Mila Ximénez, sobre todo desde que Javier Sardá la rescatara del olvida profesional para llevarla de tertuliana a la última etapa de Crónicas Marcianas, se convirtió en un personaje que se asomaba a la pequeña pantalla, odiada y querida por igual, no por unos o por otros, que también, si no por el tema que tratara en ese momento.

Verbo fácil y siempre culto, incluso cuando descalificaba, quizá herencia de su paso por las redacciones y de sus entrevistas a personajes de los que aparecían en la prensa, de aquellos años setenta y ochenta donde Camilo José Cela compartía mesa, mantel y ‘orinal’ con Lola Flores o la Duquesa de Alba.
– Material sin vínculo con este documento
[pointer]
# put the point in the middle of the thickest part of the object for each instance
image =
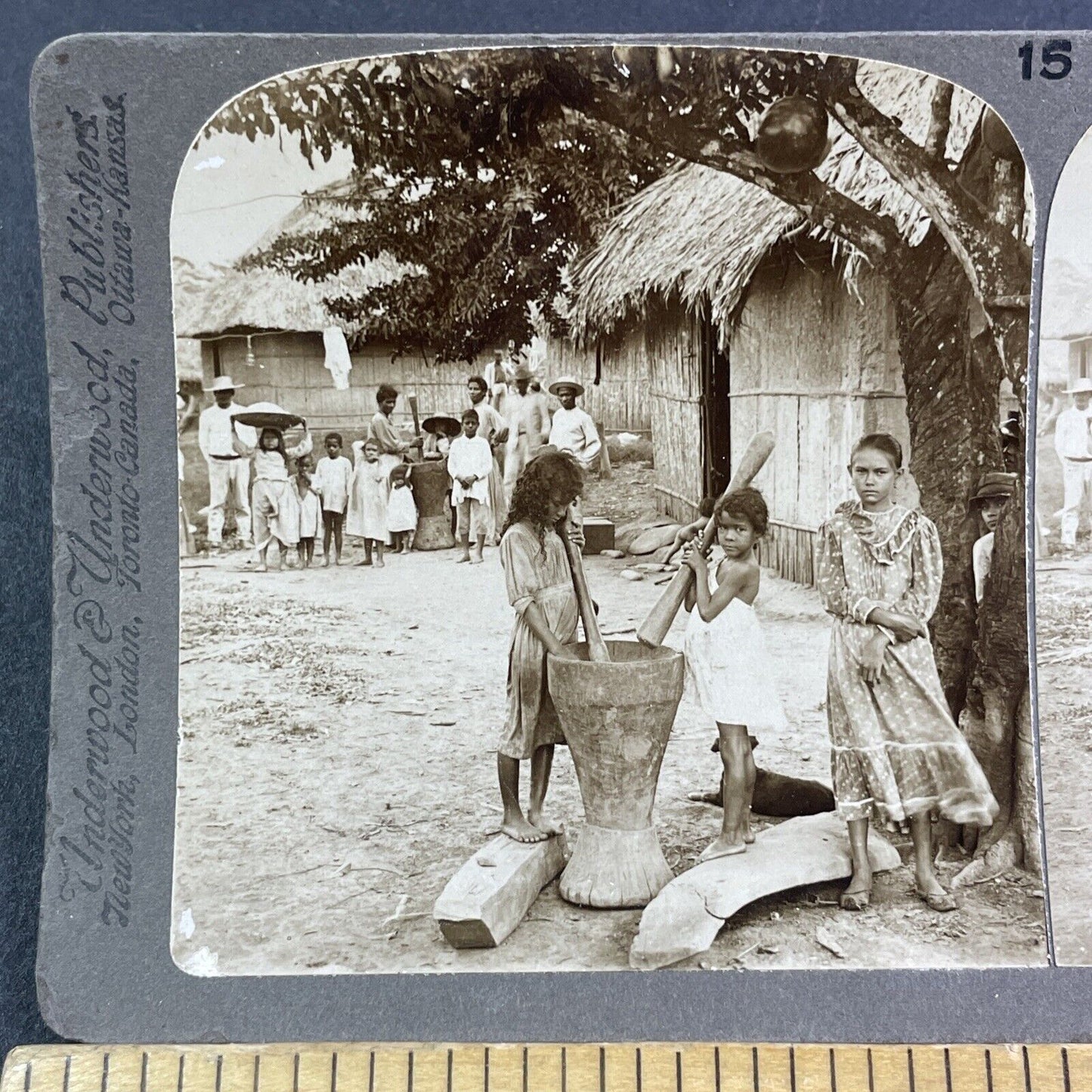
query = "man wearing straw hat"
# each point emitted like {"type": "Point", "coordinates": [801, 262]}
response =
{"type": "Point", "coordinates": [1072, 444]}
{"type": "Point", "coordinates": [572, 428]}
{"type": "Point", "coordinates": [527, 426]}
{"type": "Point", "coordinates": [228, 472]}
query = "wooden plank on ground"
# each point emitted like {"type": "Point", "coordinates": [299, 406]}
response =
{"type": "Point", "coordinates": [685, 917]}
{"type": "Point", "coordinates": [490, 895]}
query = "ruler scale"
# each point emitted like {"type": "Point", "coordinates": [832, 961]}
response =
{"type": "Point", "coordinates": [645, 1067]}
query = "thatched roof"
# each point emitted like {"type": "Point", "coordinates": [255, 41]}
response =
{"type": "Point", "coordinates": [698, 234]}
{"type": "Point", "coordinates": [1067, 301]}
{"type": "Point", "coordinates": [211, 301]}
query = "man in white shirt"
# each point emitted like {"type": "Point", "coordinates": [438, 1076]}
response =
{"type": "Point", "coordinates": [1072, 444]}
{"type": "Point", "coordinates": [228, 472]}
{"type": "Point", "coordinates": [527, 426]}
{"type": "Point", "coordinates": [572, 428]}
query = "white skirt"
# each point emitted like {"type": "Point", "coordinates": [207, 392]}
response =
{"type": "Point", "coordinates": [732, 670]}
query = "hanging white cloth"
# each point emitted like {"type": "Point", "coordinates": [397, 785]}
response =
{"type": "Point", "coordinates": [338, 362]}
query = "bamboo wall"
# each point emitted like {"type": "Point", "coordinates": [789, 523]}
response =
{"type": "Point", "coordinates": [289, 370]}
{"type": "Point", "coordinates": [820, 368]}
{"type": "Point", "coordinates": [675, 397]}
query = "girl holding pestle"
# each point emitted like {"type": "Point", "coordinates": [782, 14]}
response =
{"type": "Point", "coordinates": [897, 755]}
{"type": "Point", "coordinates": [726, 657]}
{"type": "Point", "coordinates": [540, 592]}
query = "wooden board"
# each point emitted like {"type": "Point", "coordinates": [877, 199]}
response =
{"type": "Point", "coordinates": [490, 896]}
{"type": "Point", "coordinates": [687, 914]}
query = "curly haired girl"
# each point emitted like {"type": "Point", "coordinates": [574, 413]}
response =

Nada que ver con los televisivos, con todo el respeto a las personas, con los que medió en esta última etapa de su vida.

Mila Ximénez, con X, iba de cara, porque ya había contado todas sus miserias, las que te pueden arrojar a la cara delante de una cámara; pero, sus grandezas las guardaba para los suyos y sus íntimos. Quizá por eso era tan grande y creó a su alrededor un halo de misterio. Por un lado, no le importó desnudarse y por otro tenía muy bien doblada la ropa. Descanse en paz y tomando prestado un verso de Unamuno….

Y cuando el sol al acostarse encienda
el oro secular que te recama,
con tu lenguaje, de lo eterno heraldo,
di tú que he sido.

Mila Ximénez ha muerto este miércoles 23 de junio a los 69 años de edad, después de luchar contra un cáncer de pulmón.